The proclamation of Lord Dunmore, the royal governor of Virginia, that Africans in the 13 colonies were free to take up arms against the rebels went far beyond Lincoln’s Emancipation Proclamation. But this is where I found Gerald Horne’s case less than convincing. His arguments are very strong when he maintains that the Gaspee Affair, where Rhode Island slave trader and founder of Brown University John Brown led an attack on a British customs sloop, is more important to the history of the American “revolution” than the Boston Tea Party. Brown was very obviously defending his “liberty” to trade slaves against the coming attempt by the British crown to abolish it. But I don’t think he explains why Lord Dunmore’s attempt to use Africans to suppress the rebellion failed so dismally.

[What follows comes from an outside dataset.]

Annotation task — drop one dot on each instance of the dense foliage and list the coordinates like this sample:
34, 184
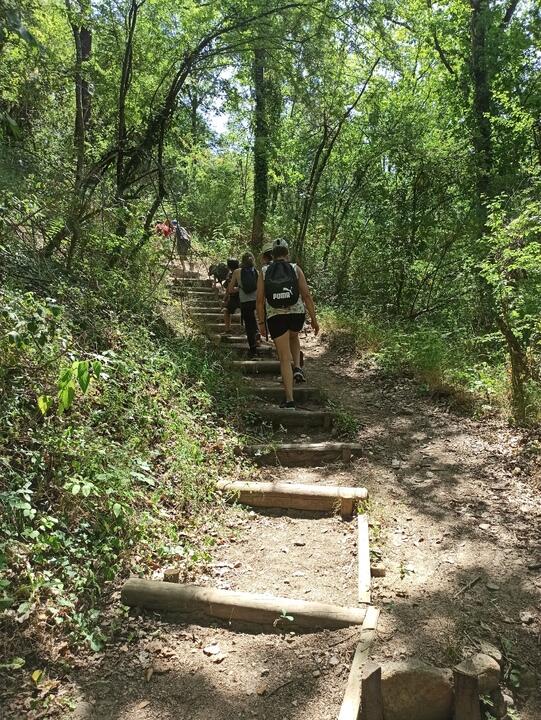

He seems to think it was more about smallpox than a lack of British will.
Why didn’t the British make a more earnest attempt to use Africans to suppress the American Revolution? Lincoln, after all, used German and Irish immigrants, and then emancipated blacks to suppress the Confederacy. The Republican war effort, which began as a conservative program to save the union and keep control of the Mississippi, evolved into a genuinely revolutionary war against slavery. My guess would be that the failure of Lord Dunmore’s campaign to arm African slaves had a lot to do with how the incipient British Empire feared “setting a bad example,” of establishing a precedent where a non-white, colonized people successfully threw off their oppressors. Perhaps the British chose to let the white American slave power go rather than do anything beyond a token attempt to stir up an insurrection among their slaves. Horne doesn’t rule out the possibility, but he stops short before he explores it in enough detail to nail down his case that the American Revolution was, in fact, a counter-revolution.
In other words, while I found The Counter-Revolution of 1776: Slave Resistance and the Origins of the United States of America an interesting attempt to re-frame colonial history, Gerald Horne hasn’t convinced me that the traditional Marxist view — that the American Revolution was a bourgeois revolt against feudalism that laid the foundation for socialism and radical democracy — is worth discarding. Rather, like J. Sakai’s “Settlers” Horne has laid out a “third worldist” case that more orthodox Marxists have to confront. Why has democracy failed so dismally in the United States? Why are we currently sliding back towards feudalism? Gerald Horne asks the right questions. I hope enough people read his book and follow up on his arguments to provide the right answers.